I am looking at the best (and correct way) to obtain a request-independent db session.
The problem is the following: I am building a web application that has to access the database. The endpoint exposed accepts a request, performs the first work, then create a thread (that will perform the hard work), starts it, and replies to the client with a unique id for the "job". Meanwhile the thread goes on with its work (and it has to access the database) and the client can perform polling to check the status. I am not using dedicated framework to perform this background job, but only a simple thread.
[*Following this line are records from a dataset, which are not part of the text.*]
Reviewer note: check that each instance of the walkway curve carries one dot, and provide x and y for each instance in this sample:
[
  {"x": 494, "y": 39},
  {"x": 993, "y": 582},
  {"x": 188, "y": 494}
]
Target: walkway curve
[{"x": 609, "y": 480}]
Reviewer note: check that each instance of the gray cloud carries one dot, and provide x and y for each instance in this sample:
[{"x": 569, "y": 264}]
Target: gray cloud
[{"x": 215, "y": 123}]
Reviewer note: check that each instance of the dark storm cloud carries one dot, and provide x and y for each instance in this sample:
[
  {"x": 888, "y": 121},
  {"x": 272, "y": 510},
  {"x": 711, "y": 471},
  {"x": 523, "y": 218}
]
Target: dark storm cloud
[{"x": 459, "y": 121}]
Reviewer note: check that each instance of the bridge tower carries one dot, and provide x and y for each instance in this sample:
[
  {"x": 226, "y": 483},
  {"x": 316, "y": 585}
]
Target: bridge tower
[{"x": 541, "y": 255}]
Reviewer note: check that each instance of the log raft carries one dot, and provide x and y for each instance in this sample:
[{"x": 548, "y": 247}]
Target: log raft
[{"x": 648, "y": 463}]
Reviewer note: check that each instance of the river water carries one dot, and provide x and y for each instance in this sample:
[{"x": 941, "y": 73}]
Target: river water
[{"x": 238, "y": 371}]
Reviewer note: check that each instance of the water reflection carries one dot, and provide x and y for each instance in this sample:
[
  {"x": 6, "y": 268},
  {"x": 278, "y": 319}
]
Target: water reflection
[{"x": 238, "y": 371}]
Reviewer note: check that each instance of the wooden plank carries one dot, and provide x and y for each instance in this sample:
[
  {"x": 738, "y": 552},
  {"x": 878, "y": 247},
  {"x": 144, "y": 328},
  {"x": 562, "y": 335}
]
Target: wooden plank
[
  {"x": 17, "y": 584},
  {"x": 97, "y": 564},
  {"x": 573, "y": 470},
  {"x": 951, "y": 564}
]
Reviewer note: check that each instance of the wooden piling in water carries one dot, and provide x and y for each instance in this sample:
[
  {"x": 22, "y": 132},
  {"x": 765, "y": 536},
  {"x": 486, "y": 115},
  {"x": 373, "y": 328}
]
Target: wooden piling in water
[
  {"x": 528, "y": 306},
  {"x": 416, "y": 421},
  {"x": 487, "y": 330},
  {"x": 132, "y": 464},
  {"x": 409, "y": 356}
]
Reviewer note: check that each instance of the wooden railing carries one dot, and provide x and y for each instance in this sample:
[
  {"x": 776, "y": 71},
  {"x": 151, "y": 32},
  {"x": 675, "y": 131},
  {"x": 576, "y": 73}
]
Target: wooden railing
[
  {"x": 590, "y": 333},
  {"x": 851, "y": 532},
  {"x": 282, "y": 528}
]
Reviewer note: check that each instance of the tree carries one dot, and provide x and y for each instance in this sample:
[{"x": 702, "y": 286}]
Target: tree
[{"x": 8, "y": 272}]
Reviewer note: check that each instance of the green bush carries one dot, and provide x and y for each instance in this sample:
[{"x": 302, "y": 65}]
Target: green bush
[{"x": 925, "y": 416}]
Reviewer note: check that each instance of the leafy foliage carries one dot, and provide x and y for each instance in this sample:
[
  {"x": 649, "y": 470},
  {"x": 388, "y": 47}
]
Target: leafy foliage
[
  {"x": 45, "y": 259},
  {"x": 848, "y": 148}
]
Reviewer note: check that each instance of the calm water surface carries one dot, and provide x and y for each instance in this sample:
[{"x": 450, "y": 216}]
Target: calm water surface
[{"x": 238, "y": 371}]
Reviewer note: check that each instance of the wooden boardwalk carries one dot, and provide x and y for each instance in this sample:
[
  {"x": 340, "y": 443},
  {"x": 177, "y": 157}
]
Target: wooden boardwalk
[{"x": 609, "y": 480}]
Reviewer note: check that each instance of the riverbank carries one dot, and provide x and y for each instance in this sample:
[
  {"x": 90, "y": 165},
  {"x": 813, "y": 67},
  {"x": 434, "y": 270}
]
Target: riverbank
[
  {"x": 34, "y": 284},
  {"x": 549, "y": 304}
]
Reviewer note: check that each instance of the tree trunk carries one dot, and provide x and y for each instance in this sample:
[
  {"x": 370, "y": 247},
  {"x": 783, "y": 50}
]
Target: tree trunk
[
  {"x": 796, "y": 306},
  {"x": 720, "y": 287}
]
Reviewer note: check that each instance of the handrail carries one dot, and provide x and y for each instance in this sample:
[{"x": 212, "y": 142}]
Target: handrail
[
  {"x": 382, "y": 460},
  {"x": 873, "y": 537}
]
I can only have one single background thread going on at any time, for this reason I am maintaining the state in a singleton.
The application is created with the application factory design https://flask.palletsprojects.com/en/1.1.x/patterns/appfactories/
I am using Gunicorn as WSGI server and sqlite as database.
The basic structure of the code is the following (I am removing the business logic and imports, but the concept remain):
api_jobs.py
@bp.route('/jobs', methods=['POST'])
def create_job():
data = request.get_json(force=True) or {}
name = data['name']
job_controller = JobController() # This is a singleton
job_process = job_controller.start_job(name)
job_process_dict = job_process.to_dict()
return jsonify(job_process_dict)
controller.py
class Singleton(type):
_instances = {}
def __call__(cls, *args, **kwargs):
if cls not in cls._instances:
cls._instances[cls] = super(Singleton, cls).__call__(*args, **kwargs)
return cls._instances[cls]
class JobController(object):
__metaclass__ = Singleton
def __init__(self):
self.job_thread = None
def start_job(self, name):
if self.job_thread is not None:
job_id = self.job_thread.job_id
job_process = JobProcess.query.get(job_id)
if job_process.status != 'end':
raise ValueError('A job process is already ongoing!')
else:
self.job_thread = None
job_process = JobProcess(name)
db.session.add(job_process)
db.session.commit() # At this step I create the ID
self.job_thread = JobThread(db.session, job_process.id)
self.job_thread.start()
return job_process
class JobThread(threading.Thread):
def __init__(self, db_session, job_id):
self.job_id = job_id
self.db_session = db_session
self.session = self.db_session()
def run(self):
self.job_process = self.session.query(JobProcess).get(self.job_id)
self.job_process.status = 'working'
self.session.commit()
i = 0
while True:
sleep(1)
print('working hard')
i = i +1
if i > 10:
break
self.job_process.status = 'end'
self.session.commit()
self.db_session.remove()
models.py
class JobProcess(db.Model):
id = db.Column(db.Integer, primary_key=True)
status = db.Column(db.String(64))
name = db.Column(db.String(64))
def to_dict(self):
data = {
'id': self.id,
'status': self.status,
'name': self.name,
}
return data
From my understanding, calling self.session = self.db_session() is actually doing nothing (due to the fact that sqlalchemy is using a registry, that is also a proxy, if I am not wrong), however that was the best attempt that I found to create a "new/detached/useful" session.
I checked out https://docs.sqlalchemy.org/en/13/orm/contextual.html#using-thread-local-scope-with-web-applications in order to obtain a request-independent db-session, however even using the suggested method of creating a new session factory (sessionmaker + scoped_session), does not work.
The errors that I obtain, with slight changes to the code, are multiple, in this configuration the error is
DetachedInstanceError: Instance <JobProcess at 0x7f875f81c350> is not bound to a Session; attribute refresh operation cannot proceed (Background on this error at: http://sqlalche.me/e/bhk3)
The basic question remains: Is it possible to create a session that will live inside the thread and that I will take care of creating/tearing down?